Spring weather means predictable unpredictability in our mountain weather, but those who have managed to find the weather windows have been rewarded with nice crampon conditions in the early morning and softening descents by lunchtime. Good conditions now for those that participated in the snow craft courses to get amongst it. The skiers have been making the most of it as well, with a number of successful descents from the summit. Good work if you can get it! With more snow falling as I write there is no immediate end to the spring season in sight, so it looks like we’ll be crampons well into November.
We’ll make the most of the spring conditions by running a slush summit on the 9th of November. This is aimed at the snow craft graduates, giving you all a crack at a white summit with a bit of supervision from some of the more experienced club members, usually a really popular day, so let Ange know if you are keen.
Some bad new recently for the rock rats among us, in that the Mangaokewa crag has now been closed to the public for the purposes of rock climbing. The background in brief, is that the Waitomo District Council has handed ownership of the reserve to DOC, who will ultimately be returning the reserve to Iwi as part of treaty settlement. Future management of the reserve is still being worked out, however in the meantime, Iwi have requested that rock climbing at the reserve ceases, noting that the reserve contains pa sites and waahi tapu. DOC also have safety concerns about the state of the fixed rope lines on the crag. We may be able to negotiate access to the crag again; TAC have made contact with DOC outlining our interest in maintaining access and will collaborate with other organisations such as NZAC to find a solution. In the short term I would advise that we be respectful of the wishes of the Iwi and let the process work itself out. In particular please keep social media rants to polite tone, you might be surprised who reads them.

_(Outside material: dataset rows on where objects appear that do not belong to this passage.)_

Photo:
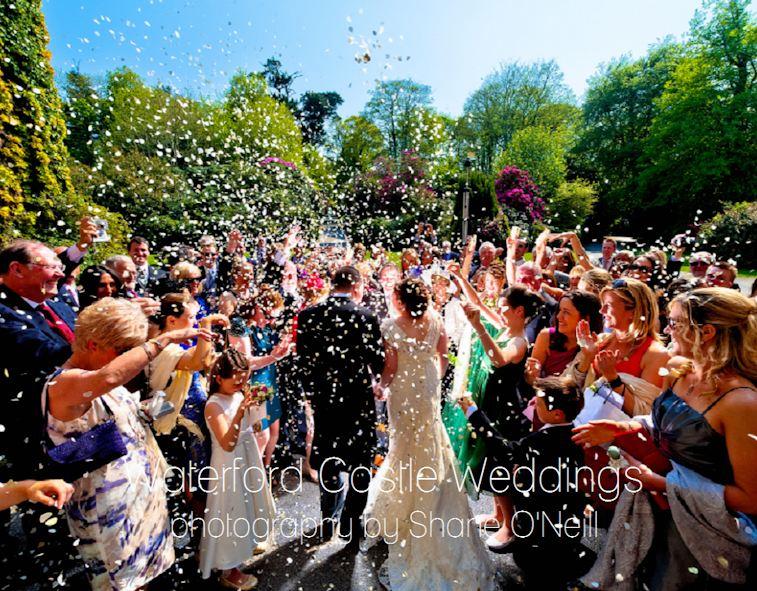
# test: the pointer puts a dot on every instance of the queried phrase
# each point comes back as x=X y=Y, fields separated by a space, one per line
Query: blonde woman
x=188 y=276
x=704 y=422
x=118 y=510
x=594 y=280
x=621 y=369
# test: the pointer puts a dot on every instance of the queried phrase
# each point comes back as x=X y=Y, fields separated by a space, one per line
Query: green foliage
x=177 y=168
x=316 y=110
x=701 y=148
x=731 y=234
x=385 y=203
x=358 y=143
x=37 y=198
x=673 y=133
x=280 y=83
x=514 y=97
x=617 y=115
x=86 y=116
x=399 y=108
x=541 y=152
x=571 y=204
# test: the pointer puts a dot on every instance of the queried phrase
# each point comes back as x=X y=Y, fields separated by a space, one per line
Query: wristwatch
x=616 y=383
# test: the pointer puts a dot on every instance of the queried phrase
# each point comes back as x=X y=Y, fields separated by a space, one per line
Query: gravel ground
x=299 y=565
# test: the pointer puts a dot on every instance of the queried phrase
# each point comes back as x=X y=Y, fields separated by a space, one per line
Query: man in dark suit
x=339 y=353
x=149 y=277
x=36 y=332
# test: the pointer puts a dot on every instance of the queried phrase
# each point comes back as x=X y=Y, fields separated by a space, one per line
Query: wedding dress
x=416 y=501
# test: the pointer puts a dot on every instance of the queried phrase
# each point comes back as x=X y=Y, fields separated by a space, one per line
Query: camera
x=157 y=406
x=102 y=230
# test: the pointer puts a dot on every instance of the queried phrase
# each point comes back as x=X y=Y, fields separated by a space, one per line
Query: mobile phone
x=102 y=230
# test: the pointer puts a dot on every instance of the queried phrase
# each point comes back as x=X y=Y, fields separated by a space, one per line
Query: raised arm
x=466 y=288
x=225 y=431
x=740 y=425
x=468 y=252
x=195 y=359
x=579 y=250
x=72 y=391
x=512 y=353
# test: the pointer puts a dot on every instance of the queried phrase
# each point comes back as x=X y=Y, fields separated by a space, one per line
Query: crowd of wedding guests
x=123 y=380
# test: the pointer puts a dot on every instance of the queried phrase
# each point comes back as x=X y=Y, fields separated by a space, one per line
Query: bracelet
x=150 y=354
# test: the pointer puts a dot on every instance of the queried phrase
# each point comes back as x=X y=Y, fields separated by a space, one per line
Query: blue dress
x=263 y=340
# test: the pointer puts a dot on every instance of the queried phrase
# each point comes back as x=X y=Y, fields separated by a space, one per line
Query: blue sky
x=195 y=45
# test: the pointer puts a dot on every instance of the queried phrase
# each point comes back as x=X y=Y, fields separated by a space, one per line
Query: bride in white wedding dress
x=416 y=501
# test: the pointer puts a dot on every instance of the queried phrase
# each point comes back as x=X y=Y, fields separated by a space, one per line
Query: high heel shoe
x=249 y=582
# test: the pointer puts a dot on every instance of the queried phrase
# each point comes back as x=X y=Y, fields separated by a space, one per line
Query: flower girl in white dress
x=240 y=510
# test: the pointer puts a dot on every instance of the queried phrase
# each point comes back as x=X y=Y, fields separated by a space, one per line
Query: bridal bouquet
x=259 y=393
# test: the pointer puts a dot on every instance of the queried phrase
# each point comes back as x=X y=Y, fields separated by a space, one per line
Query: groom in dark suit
x=339 y=353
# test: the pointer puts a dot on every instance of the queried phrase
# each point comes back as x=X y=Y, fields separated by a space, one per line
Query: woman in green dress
x=497 y=361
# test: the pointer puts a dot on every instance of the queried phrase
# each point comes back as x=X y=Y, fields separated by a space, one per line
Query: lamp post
x=467 y=163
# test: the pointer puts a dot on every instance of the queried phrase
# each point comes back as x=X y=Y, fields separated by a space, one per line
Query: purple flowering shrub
x=517 y=193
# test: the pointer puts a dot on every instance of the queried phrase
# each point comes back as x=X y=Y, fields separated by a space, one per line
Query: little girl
x=240 y=509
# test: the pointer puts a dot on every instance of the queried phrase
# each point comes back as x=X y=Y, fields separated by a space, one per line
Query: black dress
x=503 y=405
x=684 y=436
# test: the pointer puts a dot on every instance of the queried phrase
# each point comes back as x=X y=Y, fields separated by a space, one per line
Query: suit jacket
x=554 y=494
x=31 y=351
x=339 y=350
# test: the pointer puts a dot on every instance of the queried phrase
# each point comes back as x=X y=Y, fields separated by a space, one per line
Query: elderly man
x=447 y=253
x=699 y=262
x=721 y=274
x=148 y=276
x=609 y=247
x=123 y=267
x=208 y=261
x=36 y=332
x=487 y=252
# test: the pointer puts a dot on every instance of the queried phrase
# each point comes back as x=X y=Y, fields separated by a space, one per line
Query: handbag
x=86 y=452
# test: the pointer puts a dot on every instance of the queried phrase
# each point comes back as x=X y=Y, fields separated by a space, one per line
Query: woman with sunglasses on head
x=704 y=422
x=188 y=276
x=557 y=346
x=621 y=369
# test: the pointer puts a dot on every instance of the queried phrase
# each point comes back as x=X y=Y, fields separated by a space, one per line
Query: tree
x=512 y=98
x=316 y=110
x=701 y=145
x=617 y=115
x=280 y=83
x=730 y=234
x=571 y=204
x=37 y=197
x=393 y=107
x=260 y=125
x=541 y=152
x=358 y=143
x=86 y=116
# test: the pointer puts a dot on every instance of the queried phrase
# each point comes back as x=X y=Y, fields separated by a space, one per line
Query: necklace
x=690 y=391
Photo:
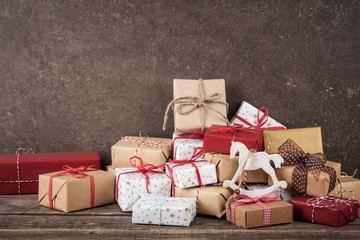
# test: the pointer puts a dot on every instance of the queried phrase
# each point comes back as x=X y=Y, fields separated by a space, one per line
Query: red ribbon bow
x=242 y=199
x=75 y=173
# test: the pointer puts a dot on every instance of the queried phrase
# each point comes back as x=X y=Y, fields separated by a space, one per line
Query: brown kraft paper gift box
x=192 y=122
x=251 y=215
x=226 y=168
x=72 y=194
x=122 y=151
x=212 y=199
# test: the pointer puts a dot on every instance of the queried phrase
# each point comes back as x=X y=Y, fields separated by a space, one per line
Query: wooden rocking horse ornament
x=253 y=161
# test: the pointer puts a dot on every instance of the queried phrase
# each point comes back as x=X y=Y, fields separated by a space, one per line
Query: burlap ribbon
x=187 y=105
x=313 y=163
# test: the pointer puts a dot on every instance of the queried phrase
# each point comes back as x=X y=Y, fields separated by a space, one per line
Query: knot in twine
x=187 y=105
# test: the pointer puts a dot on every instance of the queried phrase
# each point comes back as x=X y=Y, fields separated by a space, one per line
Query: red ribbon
x=260 y=121
x=75 y=173
x=198 y=152
x=141 y=168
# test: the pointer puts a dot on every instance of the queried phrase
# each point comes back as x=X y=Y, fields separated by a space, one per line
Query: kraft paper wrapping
x=122 y=151
x=226 y=168
x=164 y=211
x=309 y=139
x=211 y=199
x=71 y=194
x=347 y=183
x=132 y=185
x=185 y=175
x=250 y=114
x=314 y=188
x=251 y=215
x=192 y=122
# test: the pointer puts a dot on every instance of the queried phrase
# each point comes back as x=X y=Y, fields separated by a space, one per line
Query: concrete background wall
x=78 y=75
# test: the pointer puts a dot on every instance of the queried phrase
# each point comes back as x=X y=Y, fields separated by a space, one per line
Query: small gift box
x=226 y=168
x=76 y=188
x=327 y=210
x=197 y=104
x=249 y=116
x=266 y=210
x=154 y=151
x=218 y=138
x=19 y=173
x=210 y=199
x=132 y=182
x=306 y=173
x=151 y=209
x=183 y=147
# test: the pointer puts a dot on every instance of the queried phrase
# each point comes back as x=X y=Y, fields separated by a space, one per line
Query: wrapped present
x=249 y=116
x=154 y=151
x=306 y=173
x=226 y=168
x=266 y=210
x=150 y=209
x=76 y=188
x=184 y=146
x=310 y=139
x=19 y=173
x=329 y=210
x=197 y=104
x=210 y=199
x=142 y=178
x=218 y=138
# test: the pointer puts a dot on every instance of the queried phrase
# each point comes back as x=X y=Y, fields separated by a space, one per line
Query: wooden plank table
x=21 y=217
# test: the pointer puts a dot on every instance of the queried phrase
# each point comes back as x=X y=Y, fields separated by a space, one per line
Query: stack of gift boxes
x=170 y=181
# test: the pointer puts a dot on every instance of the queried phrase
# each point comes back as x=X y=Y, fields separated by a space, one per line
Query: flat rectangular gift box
x=31 y=165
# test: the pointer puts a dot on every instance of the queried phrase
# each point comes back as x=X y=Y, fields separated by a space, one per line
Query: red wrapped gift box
x=329 y=210
x=30 y=165
x=218 y=138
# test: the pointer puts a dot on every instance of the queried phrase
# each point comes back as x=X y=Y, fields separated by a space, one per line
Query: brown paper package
x=122 y=151
x=348 y=183
x=251 y=215
x=192 y=122
x=226 y=168
x=212 y=199
x=315 y=188
x=72 y=194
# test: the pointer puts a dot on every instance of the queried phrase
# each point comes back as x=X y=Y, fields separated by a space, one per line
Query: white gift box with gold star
x=151 y=209
x=250 y=113
x=131 y=185
x=185 y=175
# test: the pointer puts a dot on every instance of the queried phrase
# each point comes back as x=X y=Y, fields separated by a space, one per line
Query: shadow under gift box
x=31 y=165
x=71 y=194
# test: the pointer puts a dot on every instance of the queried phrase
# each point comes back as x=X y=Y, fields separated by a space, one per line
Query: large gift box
x=218 y=138
x=76 y=188
x=131 y=183
x=226 y=168
x=151 y=209
x=19 y=172
x=266 y=210
x=249 y=116
x=211 y=199
x=327 y=210
x=154 y=151
x=198 y=104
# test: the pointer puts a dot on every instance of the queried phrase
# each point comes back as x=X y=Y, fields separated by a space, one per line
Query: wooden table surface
x=21 y=217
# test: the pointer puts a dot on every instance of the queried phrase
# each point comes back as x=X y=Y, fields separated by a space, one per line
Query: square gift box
x=151 y=209
x=131 y=185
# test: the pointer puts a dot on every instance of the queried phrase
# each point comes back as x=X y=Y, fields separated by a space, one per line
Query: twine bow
x=313 y=163
x=187 y=105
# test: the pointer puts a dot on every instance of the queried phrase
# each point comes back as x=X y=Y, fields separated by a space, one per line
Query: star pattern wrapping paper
x=185 y=175
x=164 y=210
x=131 y=185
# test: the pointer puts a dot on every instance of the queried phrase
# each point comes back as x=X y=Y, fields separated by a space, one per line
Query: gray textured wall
x=78 y=75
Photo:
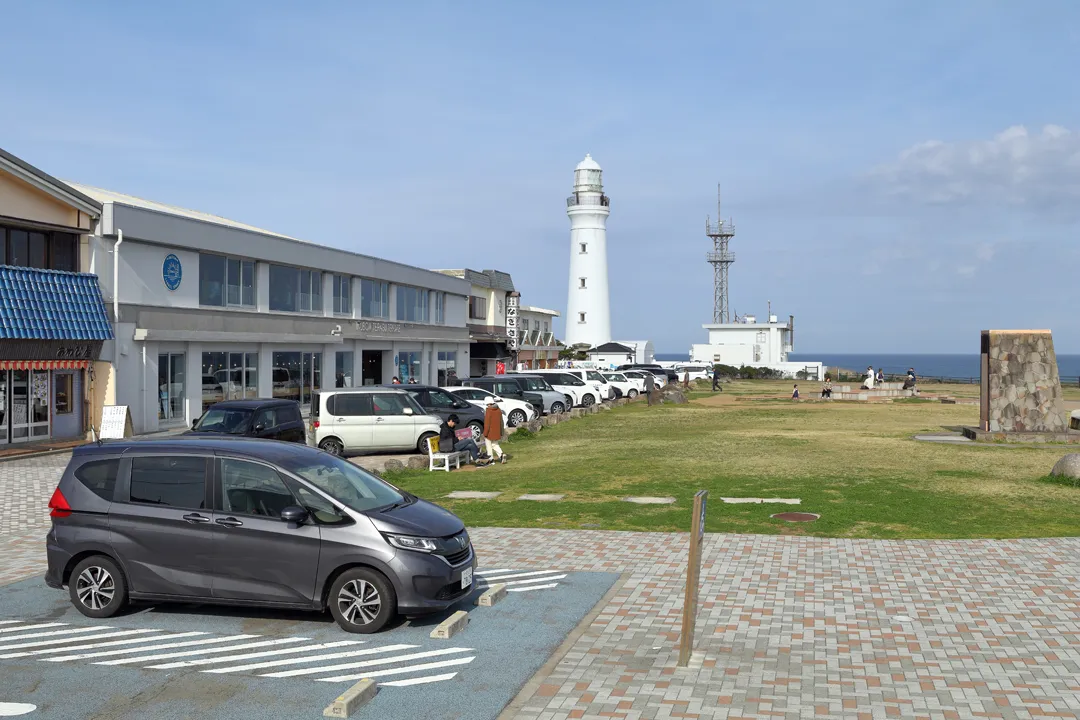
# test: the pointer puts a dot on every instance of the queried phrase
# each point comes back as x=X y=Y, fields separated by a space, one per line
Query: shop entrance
x=372 y=367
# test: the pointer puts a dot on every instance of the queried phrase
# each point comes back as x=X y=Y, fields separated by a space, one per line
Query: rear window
x=99 y=476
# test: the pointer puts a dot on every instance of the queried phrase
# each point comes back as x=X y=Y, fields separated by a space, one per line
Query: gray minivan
x=251 y=522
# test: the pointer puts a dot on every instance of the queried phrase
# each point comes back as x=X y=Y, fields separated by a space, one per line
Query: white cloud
x=1016 y=167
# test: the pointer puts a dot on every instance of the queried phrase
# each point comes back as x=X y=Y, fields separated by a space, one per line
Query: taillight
x=58 y=504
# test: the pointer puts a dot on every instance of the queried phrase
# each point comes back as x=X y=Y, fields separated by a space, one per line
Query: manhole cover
x=796 y=517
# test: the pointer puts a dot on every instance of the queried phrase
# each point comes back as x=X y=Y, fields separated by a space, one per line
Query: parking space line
x=201 y=651
x=95 y=646
x=368 y=663
x=56 y=641
x=311 y=659
x=400 y=670
x=151 y=649
x=419 y=681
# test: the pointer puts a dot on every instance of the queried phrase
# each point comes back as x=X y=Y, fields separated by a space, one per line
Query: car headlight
x=413 y=543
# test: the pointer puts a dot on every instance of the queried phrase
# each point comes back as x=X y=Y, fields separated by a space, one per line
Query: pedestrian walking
x=493 y=431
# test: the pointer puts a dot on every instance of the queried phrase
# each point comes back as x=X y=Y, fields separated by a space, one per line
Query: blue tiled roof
x=49 y=304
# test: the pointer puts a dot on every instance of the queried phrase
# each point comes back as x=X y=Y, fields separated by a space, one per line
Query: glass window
x=412 y=304
x=99 y=476
x=250 y=488
x=176 y=481
x=342 y=295
x=374 y=298
x=211 y=280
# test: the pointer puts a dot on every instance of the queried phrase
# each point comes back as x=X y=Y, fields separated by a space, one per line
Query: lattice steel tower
x=720 y=232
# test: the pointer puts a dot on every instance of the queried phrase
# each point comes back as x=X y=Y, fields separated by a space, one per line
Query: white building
x=755 y=344
x=212 y=309
x=588 y=308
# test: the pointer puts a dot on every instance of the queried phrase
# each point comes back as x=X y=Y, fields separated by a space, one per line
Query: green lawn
x=853 y=463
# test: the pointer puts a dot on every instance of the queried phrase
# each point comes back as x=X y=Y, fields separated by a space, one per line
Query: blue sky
x=901 y=175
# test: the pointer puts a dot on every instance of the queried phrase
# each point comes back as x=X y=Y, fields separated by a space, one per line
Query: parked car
x=269 y=419
x=223 y=520
x=368 y=419
x=531 y=389
x=623 y=385
x=514 y=412
x=437 y=402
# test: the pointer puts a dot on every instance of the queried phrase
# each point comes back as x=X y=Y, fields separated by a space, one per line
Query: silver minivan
x=350 y=420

Access to crags and climbing areas has always been a background issue, but with the closing of prominent popular North Island crags such as Castle Rock (Coromandel), Whanganui Bay, and Mangaokewa, the reality for North Island climbers is that ensuring access to climbing areas should be pushed to the forefront of our clubs roles. We need to ensure the continued use of our climbing crags is addressed during any consultation process that might affect access. TAC members should take special interest in the review of the Egmont National Park Management Plan, which may take place sometime early next year. This should be seen as an opportunity to work with the new park management structure to not only ensure access to Taranaki’s crags, but to improve their amenity. For example, what about setting aside Warwick Castle/ Organ pipes valley as a recognised rock and ice recreational area within the park, with managed bolting rights. We need to be talking about these things now, so when the time comes for submissions we are organised, supported and effective.
It’ll be up to us, as climbers, to take the lead in tackling the problems around access. No one else is going to care. Climbers and their clubs need to get a grip on the background issues surrounding access, find common ground with Iwi and landowners and accept where our activities might not necessarily accord with tikanga we need to find acceptable alternatives. Otherwise the days of free climbing crag development in the North Island are probably over.
Next club night is the 7th of November, Ross Eden, (well known rogue crag developer in his own right) will be taking a quiz night, at decanter bar. Brush up on your climbing trivia and come along for social night out. There’ll be a bar and food available.